Member of the House of Lords
- Lord Temporal
- Life peerage 6 October 1994 – 18 May 2016

Personal details
- Born: Susan Petronella Arrow 20 December 1935
- Died: 6 October 2023 (aged 87)
- Party: Liberal Democrat
- Spouse: David Churchill Thomas ​ ​(m. 1958)​
- Children: 3, including Diana
- Alma mater: Cranborne Chase School; Lady Margaret Hall, Oxford (BA);

= Susan Thomas, Baroness Thomas of Walliswood =

British politician (1935–2023)

Susan Petronella Thomas, Baroness Thomas of Walliswood, (20 December 1935 – 6 October 2023) was a British businesswoman and Liberal Democrat politician.

==Early life and education==
Thomas was the daughter of John Arrow and Ebba Fordham. She was educated at Cranborne Chase School and Lady Margaret Hall, Oxford, where she graduated with a Bachelor of Arts in history in 1957.

==Career==
Thomas worked for the National Economic Development Office from 1971 to 1974 and was chief executive of the Council of Europe of the British Clothing Industries from 1974 to 1978. Between 1985 and 1994, she was a school governor.

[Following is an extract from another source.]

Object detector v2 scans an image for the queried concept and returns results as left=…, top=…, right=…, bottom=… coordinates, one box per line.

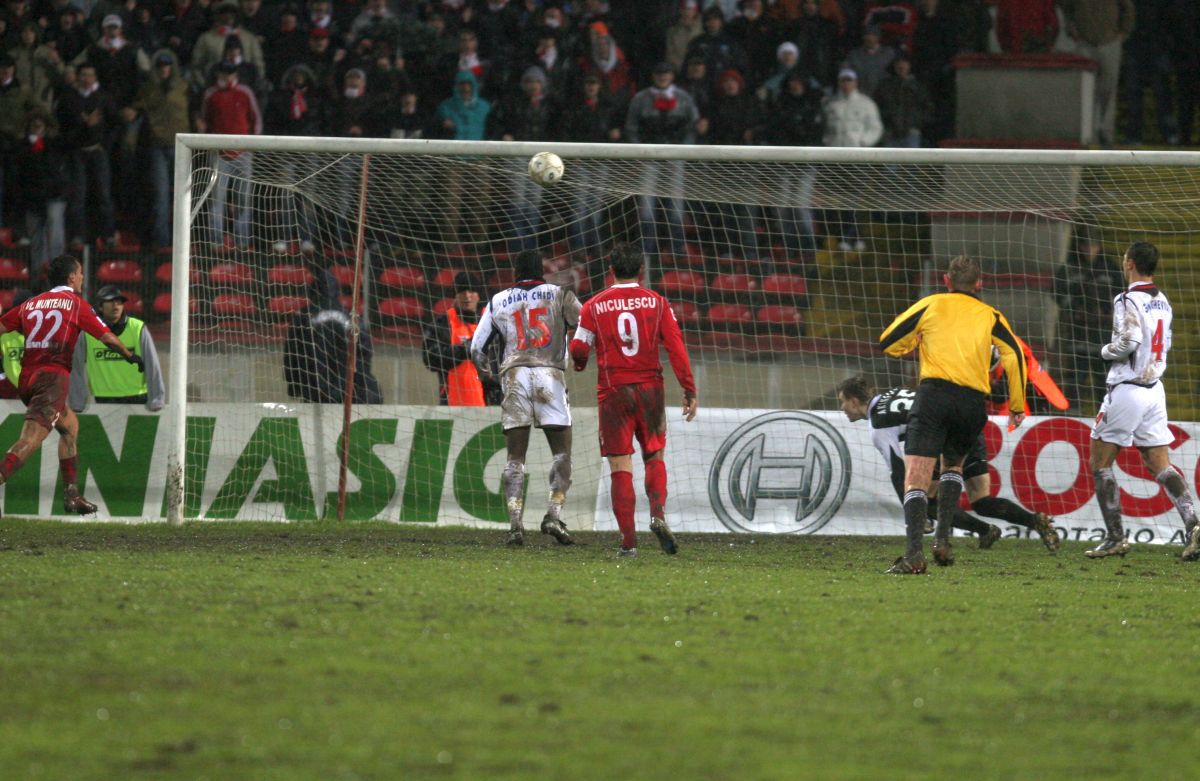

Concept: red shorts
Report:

Thomas contested Mole Valley for the SDP-Liberal Alliance in the 1983 and 1987 general elections, finishing second of three candidates on both occasions, and receiving 14,973 votes (30.7%) and 15,613 votes (29.9%) respectively. She also stood in Surrey for the Liberal Democrats in the 1994 European Parliament election, but failed to be elected.

==Personal life and death==
In 1958, she had married David Churchill Thomas. They have three daughters, including the author Tom Cain.

Baroness Thomas died on 6 October 2023, at the age of 87.

==Honours==
In the 1989 Birthday Honours, Thomas was appointed an Officer of the Order of the British Empire (OBE) "for political service". Thomas was appointed in January 1996 a Deputy Lieutenant of Surrey.

On 6 October 1994, she was created a life peer as Baroness Thomas of Walliswood, of Dorking in the County of Surrey. She sat in the House of Lords until 18 May 2016, at which point she ceased to be a member pursuant to section 2 of the House of Lords Reform Act 2014, having failed to attend during the whole of the 2015–16 session without being on leave of absence.